At Bar Mode, we have become experts at designing and developing with SEO and Analytics in mind. We have always kept the needed steps of making sure all data delivered to an end-user is both consumable and well-structured for all screens and machines.

HTML. HyperText Markup Language. It’s the code that formats the information into something consumable by humans. It’s layout. CSS was made to extend the ability to layout your information for internet browsers.

Etymology and origin[edit]

The term markup is derived from the traditional publishing practice of “marking up” a manuscript, which involves adding handwritten annotations in the form of conventional symbolic printer‘s instructions in the margins and text of a paper manuscript or printed. It is computer jargon used in coding proof. For centuries, this task was done primarily by skilled typographers known as “markup men”[5] or “copy markers”[6] who marked up text to indicate what typeface, style, and size should be applied to each part, and then passed the manuscript to others for typesetting by hand. Markup was also commonly applied by editors, proofreaders, publishers, and graphic designers, and indeed by document authors.
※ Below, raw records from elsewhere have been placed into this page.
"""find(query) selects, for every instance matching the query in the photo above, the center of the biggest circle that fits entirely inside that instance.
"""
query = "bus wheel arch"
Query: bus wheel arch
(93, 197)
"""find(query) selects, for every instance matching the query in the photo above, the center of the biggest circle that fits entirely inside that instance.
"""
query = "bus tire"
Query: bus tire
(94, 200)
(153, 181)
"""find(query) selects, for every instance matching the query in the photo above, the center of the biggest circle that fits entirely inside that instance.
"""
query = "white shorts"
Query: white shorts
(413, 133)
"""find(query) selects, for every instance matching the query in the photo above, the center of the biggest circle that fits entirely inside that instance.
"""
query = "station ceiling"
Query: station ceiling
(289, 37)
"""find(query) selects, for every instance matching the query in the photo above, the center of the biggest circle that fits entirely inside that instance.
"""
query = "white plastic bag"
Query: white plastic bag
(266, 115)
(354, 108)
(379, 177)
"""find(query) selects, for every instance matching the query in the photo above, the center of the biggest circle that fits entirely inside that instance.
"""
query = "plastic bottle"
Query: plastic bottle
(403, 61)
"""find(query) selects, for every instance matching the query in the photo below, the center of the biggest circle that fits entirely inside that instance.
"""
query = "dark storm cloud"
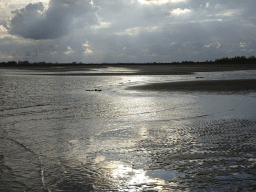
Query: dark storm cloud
(59, 19)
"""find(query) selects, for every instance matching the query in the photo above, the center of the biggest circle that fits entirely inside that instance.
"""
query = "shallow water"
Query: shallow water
(56, 136)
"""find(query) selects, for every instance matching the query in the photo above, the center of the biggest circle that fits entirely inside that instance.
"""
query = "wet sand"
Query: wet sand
(205, 86)
(136, 69)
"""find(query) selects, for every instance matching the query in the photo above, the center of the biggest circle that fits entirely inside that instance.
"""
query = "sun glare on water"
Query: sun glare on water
(159, 2)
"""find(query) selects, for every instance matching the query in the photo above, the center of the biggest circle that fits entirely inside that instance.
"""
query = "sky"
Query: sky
(126, 31)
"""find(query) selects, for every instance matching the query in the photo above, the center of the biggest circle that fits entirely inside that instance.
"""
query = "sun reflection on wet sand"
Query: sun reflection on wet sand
(127, 178)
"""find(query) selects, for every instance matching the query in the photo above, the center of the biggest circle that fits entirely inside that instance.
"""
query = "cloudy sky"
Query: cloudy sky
(97, 31)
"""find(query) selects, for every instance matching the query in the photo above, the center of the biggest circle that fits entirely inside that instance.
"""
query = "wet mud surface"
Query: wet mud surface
(57, 136)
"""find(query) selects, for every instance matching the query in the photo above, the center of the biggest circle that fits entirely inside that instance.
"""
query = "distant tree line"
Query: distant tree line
(224, 60)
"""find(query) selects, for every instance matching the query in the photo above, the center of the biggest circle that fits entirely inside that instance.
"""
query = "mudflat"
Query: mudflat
(205, 86)
(138, 69)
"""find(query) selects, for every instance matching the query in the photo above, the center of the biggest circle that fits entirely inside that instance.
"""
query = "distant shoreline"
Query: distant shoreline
(137, 69)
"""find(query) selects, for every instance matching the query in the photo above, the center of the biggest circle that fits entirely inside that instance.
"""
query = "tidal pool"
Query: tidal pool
(56, 136)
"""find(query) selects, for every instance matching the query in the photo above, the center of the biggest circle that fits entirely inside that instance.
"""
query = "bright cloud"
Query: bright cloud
(179, 11)
(126, 30)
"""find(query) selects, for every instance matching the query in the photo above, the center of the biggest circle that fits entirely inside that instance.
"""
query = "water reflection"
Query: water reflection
(55, 136)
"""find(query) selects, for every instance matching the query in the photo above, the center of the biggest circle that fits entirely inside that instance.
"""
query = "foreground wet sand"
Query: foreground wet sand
(56, 136)
(202, 85)
(137, 69)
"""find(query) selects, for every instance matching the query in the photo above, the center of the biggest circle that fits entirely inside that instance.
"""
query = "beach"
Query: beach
(119, 127)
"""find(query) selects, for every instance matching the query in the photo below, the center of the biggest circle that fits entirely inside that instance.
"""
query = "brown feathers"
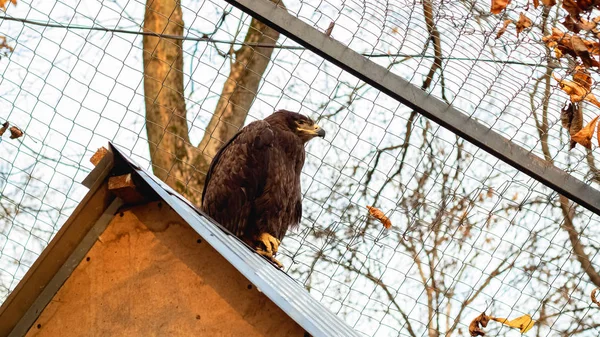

Somewhere, along the way… we converted everything to better serve the machine rather than the human. Tricks were used with HTML5 and CSS to help the data fit onto all screens. Client side code then made it possible to use the same page code across all screens. Suddenly, that client-side language became more important to data driven programmers than originally intended and it splintered into all types of different libraries. Data Driven programmers quickly realized that you can only scale a square to fit in a square, so square layouts were needed. Now, everything under the sun is square ▀ . Wix, Squarespace, WordPress, Joomla… ▀ .

via GIPHY

 

BUT…

I think a change is on the way.

And that is EXCITING to us!

It’s time to bring back visual impact. A return to bigger ideas and pushing boundaries (boundaries we never asked for). SO WHAT if people can’t consume it on their phones? I think people spend too much “life time” staring at those small screens anyway. Go home, check it out on a PC or your TV. Save your eyesight.

It’s time to forsake code and put the internet back on track.